FLP MAG #27 – Le portrait du mois

Juliane Arnaud-Roussel, une passionnée de sa ville, d’histoire(s) et d’écriture

Du haut de ses 90 ans, les yeux pétillants et le sourire confiant, Juliane Arnaud-Roussel relate la Seconde Guerre mondiale à travers ses souvenirs d’enfance. Nous l’avions rencontrée au hasard d’une visite patrimoniale pendant laquelle elle avait spontanément partagé son témoignage. Frontignanaise de naissance, elle vit toujours dans la maison familiale où elle nous a gentiment accueillis pour cet entretien.

Les portraits de famille disposés avec amour sur la bibliothèque, les collections d’ouvrages anciens précieusement alignés, la lampe à pétrole de sa grand-mère trônant sur l’étagère, les fiers dessins d’un arrière-petit-fils au mur, autant de témoins des jours heureux qui laissent peu deviner ceux, plus difficiles, traversés par Juliane Arnaud-Roussel.

Elle a 5 ans lorsque la Seconde Guerre mondiale éclate. « Ma grande sœur et moi ne savions pas ce que c’était. Eh bien, nous l’avons vite compris. » Tout d’abord, les privations de nourriture, les tickets de rationnement : « Ma mère partait faire les courses dès l’aube et, malgré des heures d’attente, elle rentrait parfois bredouille et devait se tourner vers le marché noir. » Puis, la mairie qui collecte auprès des habitants les objets en cuivre sur ordre de l’Allemagne pour l’approvisionnement des usines d’armement… Scolarisée à l’école libre Sainte-Thérèse, elle garde aussi souvenir de l’hymne au Maréchal Pétain à l’arrivée en classe et des biscuits distribués. Durant deux mois, ses parents hébergent des réfugiés belges, et parmi eux, une dame apporte une boite émeraude contenant du chocolat que Juliane n’osera jamais goûter, par politesse. Aujourd’hui, le chocolat n’est plus mais la boite est restée. À partir de 1942, les plages sont investies par les troupes allemandes et la ville devient une zone militaire protégée.

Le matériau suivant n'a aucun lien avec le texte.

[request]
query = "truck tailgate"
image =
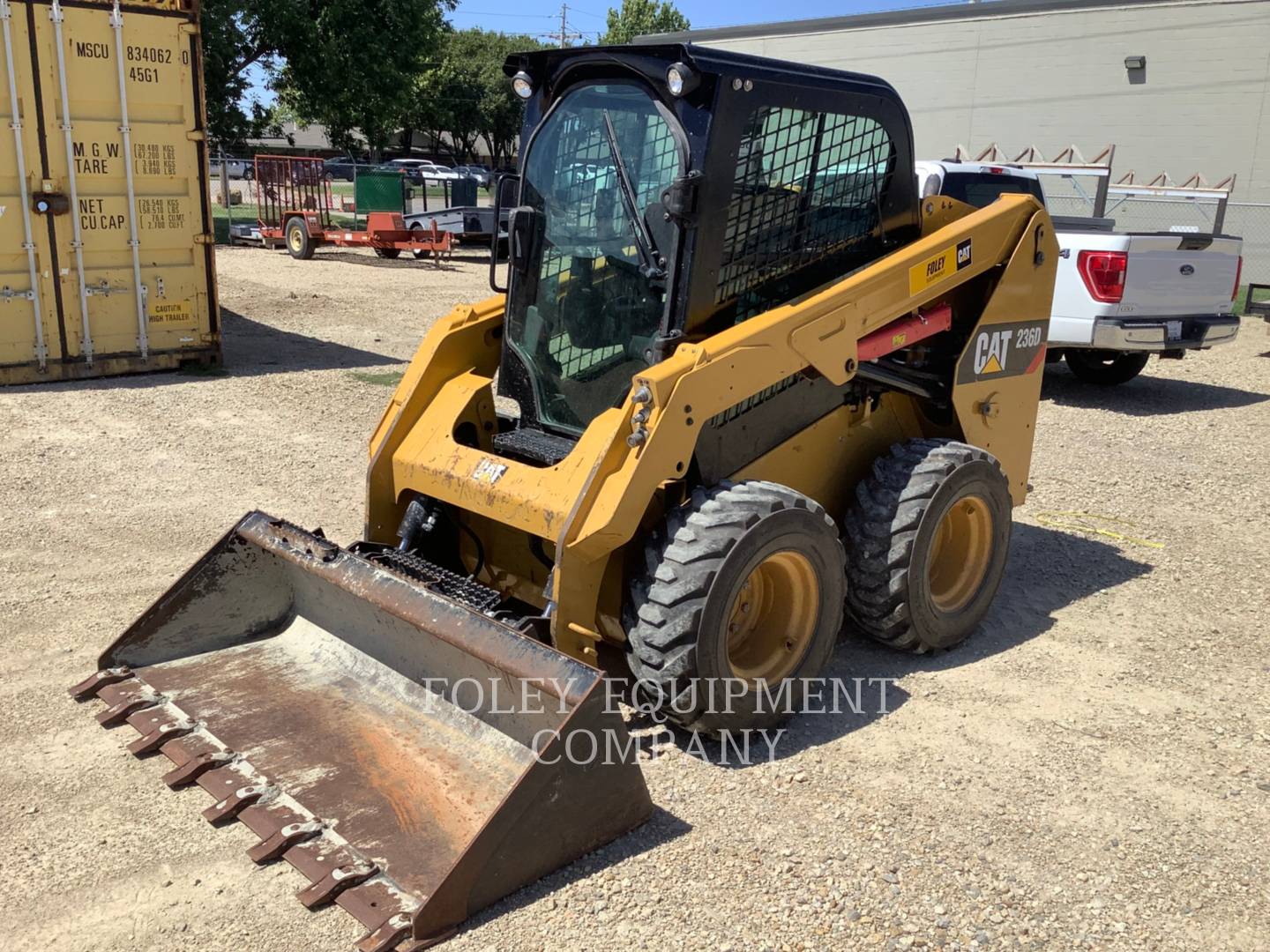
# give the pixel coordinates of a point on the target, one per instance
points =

Le père de Juliane est contraint de céder son cheval aux soldats. Un matin, elle croise à bicyclette un groupe de militaires allemands sur l’actuel plan des Fours. L’un d’eux lui donne des bonbons que sa grand-mère jette à la poubelle, de peur qu’ils soient empoisonnés. La guerre, c’est aussi la menace des bombes. Encore aujourd’hui, la sirène du premier mercredi du mois replonge Juliane dans l’angoisse. Dès que la sirène annonciatrice d’un bombardement retentit, il faut ouvrir les fenêtres pour éviter que le verre n’explose, se réfugier en garrigue ou dans les tranchées du parc Victor- Hugo et du square de la Liberté. Les parents de Juliane finissent par envoyer leurs filles dans l’Aveyron pendant quelques mois. Les deux sœurs furent ainsi épargnées du grand bombardement de Frontignan la Peyrade le 25 juin 1944. La maison familiale aura “seulement“ souffert d’une large fissure dans l’un des murs porteurs.

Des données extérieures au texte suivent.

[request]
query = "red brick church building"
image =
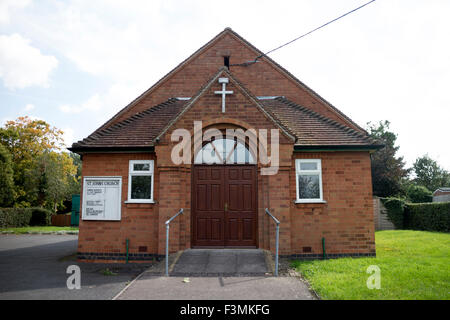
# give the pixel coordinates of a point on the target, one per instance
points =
(315, 177)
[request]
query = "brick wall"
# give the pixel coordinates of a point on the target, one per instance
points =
(139, 222)
(346, 219)
(262, 79)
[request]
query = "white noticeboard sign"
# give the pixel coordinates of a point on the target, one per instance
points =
(102, 198)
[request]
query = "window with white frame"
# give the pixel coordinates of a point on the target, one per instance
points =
(140, 181)
(309, 180)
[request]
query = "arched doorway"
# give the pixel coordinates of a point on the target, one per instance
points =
(224, 195)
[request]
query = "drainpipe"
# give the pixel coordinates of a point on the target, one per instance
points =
(127, 242)
(323, 249)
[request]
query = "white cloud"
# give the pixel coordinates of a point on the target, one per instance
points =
(387, 61)
(7, 5)
(22, 65)
(29, 107)
(68, 136)
(104, 105)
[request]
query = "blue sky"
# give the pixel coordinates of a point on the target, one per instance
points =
(76, 63)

Juliane et sa famille apprennent la Libération à la radio. Sa mère trace elle-même un trait à l’arrière de ses bas, le long du mollet, pour imiter ceux offerts par les Américains arrivés à Frontignan la Peyrade et qui invitent les filles dans les nombreux bals organisés. Elle se remémore encore ces instants : « Au retour des prisonniers de guerre, on voyait à la gare de grandes embrassades, les cris, les pleurs des familles qui retrouvaient leurs proches. »

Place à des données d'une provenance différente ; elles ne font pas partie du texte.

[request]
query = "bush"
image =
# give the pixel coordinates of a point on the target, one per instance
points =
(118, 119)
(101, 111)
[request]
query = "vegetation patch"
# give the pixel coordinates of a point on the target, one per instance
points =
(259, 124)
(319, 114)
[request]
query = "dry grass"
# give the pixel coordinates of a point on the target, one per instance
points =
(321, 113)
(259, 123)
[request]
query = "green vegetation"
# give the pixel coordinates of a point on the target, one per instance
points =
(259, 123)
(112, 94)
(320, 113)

Juliane a connu une vie dense. Institutrice dans la Nièvre, elle a trois enfants et divorce à 26 ans, puis mène sa carrière de professeur de français à Pont-Saint-Esprit avant de se remarier. Elle adhère au Club 40 de la cité muscatière à la retraite et se trouvant soudain « tout encombrée de [s]es mains libres », elle s’adonne à sa passion de toujours : l’écriture. Elle remporte de nombreux trophées et accède à son rêve d’être publiée grâce à son livre Antoine de Joyes, premier prix d’un concours de roman des éditions Bord du Lot. Alors que la commémoration du 8 mai est proche et que les visites sur la ville pendant la Seconde Guerre mondiale reprennent, le récit de Juliane vient rappeler qu’il est plus urgent que jamais d’honorer la mémoire des disparus et de garder intact le souvenir de la guerre. Le discours qu’elle prononce après avoir soufflé sa 90e bougie en février est empreint d’espoir : en dépit des épreuves de la vie, d’une actualité sombre et de prophéties alarmistes, elle enjoint à ses arrière- petits-enfants de se faire confiance pour dessiner l’avenir de toute leur créativité et sensibilité.